Thursday, March 20, 2008

Perhaps little peace symbols at each station

The Episcopal Church apparently still has too many adherents and are actively looking for ways to shrink their membership. Christianity Today has an article how the Episcopalians view the Stations of the Cross as passé compared to the United Nations plan to wipe out poverty, so they're substituting "the Stations of the Millennium Development Goals."
The church's Episcopal Relief and Development agency created a liturgy based on the United Nations plan to eliminate extreme poverty and other global ills, and sent e-mail to church leaders encouraging its use "in lieu of the traditional Stations of the Cross service."

Mike Angell of the denomination's Office of Young Adult and Higher Education Ministries designed the stations for a September 2007 young adult conference. While the traditional Stations of the Cross meditation has 14 stations (though this has varied through church history), the Episcopalian Stations of the Millennium Development Goals liturgy has only eight stations, one for each goal.

My question would be, when did the Episcopalians become the Lions Club?
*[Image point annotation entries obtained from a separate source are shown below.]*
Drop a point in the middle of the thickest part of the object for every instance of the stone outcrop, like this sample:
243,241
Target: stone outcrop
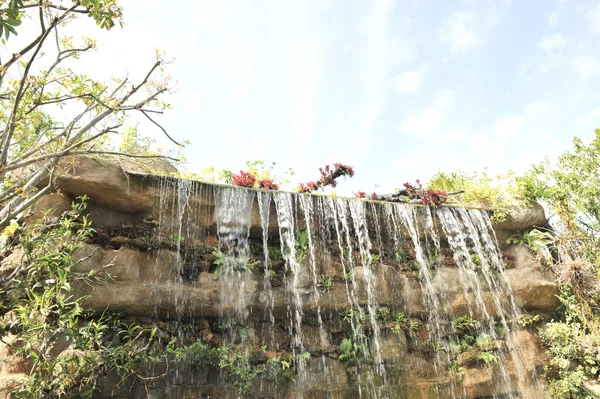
160,278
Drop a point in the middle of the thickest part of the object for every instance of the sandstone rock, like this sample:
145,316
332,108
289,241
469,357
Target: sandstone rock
393,347
522,217
419,368
529,347
323,377
482,383
534,289
467,358
57,203
106,184
522,257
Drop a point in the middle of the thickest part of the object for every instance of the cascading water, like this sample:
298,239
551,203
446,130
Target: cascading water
354,243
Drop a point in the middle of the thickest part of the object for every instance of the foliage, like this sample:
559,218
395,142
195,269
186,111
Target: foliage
499,193
302,241
399,317
402,256
454,367
241,264
529,320
240,368
278,371
325,282
352,350
429,196
488,357
198,354
41,308
374,258
329,175
49,110
464,324
244,179
571,185
383,314
348,277
570,342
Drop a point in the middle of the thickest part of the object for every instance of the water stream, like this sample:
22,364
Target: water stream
354,243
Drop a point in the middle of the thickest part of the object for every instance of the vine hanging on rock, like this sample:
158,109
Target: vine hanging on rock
328,177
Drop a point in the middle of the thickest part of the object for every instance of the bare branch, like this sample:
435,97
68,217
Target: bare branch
161,128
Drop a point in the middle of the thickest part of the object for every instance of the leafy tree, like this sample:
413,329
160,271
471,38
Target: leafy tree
571,185
38,91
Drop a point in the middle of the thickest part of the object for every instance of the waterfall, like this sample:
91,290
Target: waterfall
331,272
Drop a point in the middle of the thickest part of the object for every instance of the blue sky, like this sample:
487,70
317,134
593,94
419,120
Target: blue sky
397,89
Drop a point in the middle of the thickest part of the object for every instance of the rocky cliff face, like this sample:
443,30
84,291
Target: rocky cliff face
364,299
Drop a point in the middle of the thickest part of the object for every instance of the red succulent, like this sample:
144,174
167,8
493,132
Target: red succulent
268,184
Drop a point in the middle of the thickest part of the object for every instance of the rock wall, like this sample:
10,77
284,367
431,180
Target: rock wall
165,239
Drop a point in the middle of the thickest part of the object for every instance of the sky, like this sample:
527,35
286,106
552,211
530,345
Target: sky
397,89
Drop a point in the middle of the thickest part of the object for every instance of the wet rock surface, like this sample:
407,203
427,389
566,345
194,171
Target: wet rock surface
165,264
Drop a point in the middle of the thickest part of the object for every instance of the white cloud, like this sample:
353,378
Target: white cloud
553,19
461,31
553,42
591,120
593,16
410,81
258,145
539,107
445,99
427,121
505,129
452,136
499,135
465,30
585,66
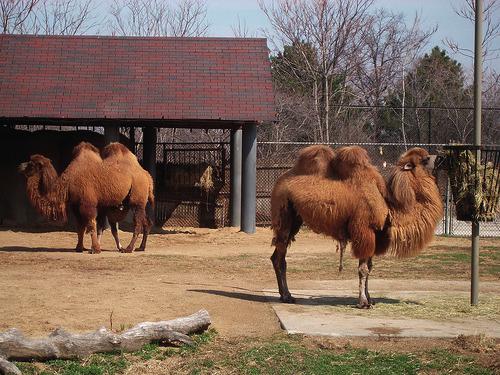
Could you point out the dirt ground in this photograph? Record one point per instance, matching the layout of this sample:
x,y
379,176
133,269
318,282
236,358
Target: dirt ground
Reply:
x,y
45,284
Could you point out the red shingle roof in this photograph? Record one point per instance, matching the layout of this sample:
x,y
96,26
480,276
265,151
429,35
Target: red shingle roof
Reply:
x,y
82,77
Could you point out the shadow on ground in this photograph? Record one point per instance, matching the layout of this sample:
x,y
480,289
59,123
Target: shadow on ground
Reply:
x,y
24,249
299,299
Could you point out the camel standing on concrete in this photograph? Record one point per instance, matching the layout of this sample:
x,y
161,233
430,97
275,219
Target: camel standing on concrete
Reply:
x,y
350,201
The whole point of Christianity is the Death and Resurrection of Christ. The Stations of the Cross is the central story of Christianity. To trivialize it and to make the meaning of Good Friday and Easter nothing more than another social work conference is to rob the faithful of the real meaning of Christ's Sacrifice on the Cross. He was Sacrificed for our sins, not a meals-on-wheels program.

Each station includes "activities and worship experiences for the liturgy." For station four, the church's document suggests, "Provide black and white drawings or outlines of children's faces. Have pilgrims color the faces. While the group is coloring, ring a bell every fifteen seconds to recognize that another child died from a preventable water-borne illness."

At the end of each station, the group is to pray a modified version of the Eastern Orthodox prayer known as Trisagion in which "Have mercy on us" is changed to "Transform us / That we might transform the world."

"There has been a little controversy about the Stations of the MDGs," said Luke Fodor, network coordinator for the church's relief arm. "At Episcopal Relief and Development, we're here to just take care of problems. We're not interested in theological discussions or politics in the church. We're to take care of the least of these, and that's our mandate. We [at ERD] didn't create this; we produced it for churches to use as they see fit."
Not interested in theology? Then why are you a church organization? Or is the religion merely a way of passing the collection plate for your causes?

What profits a religion that it would take on the cares of the world if it stops saving souls?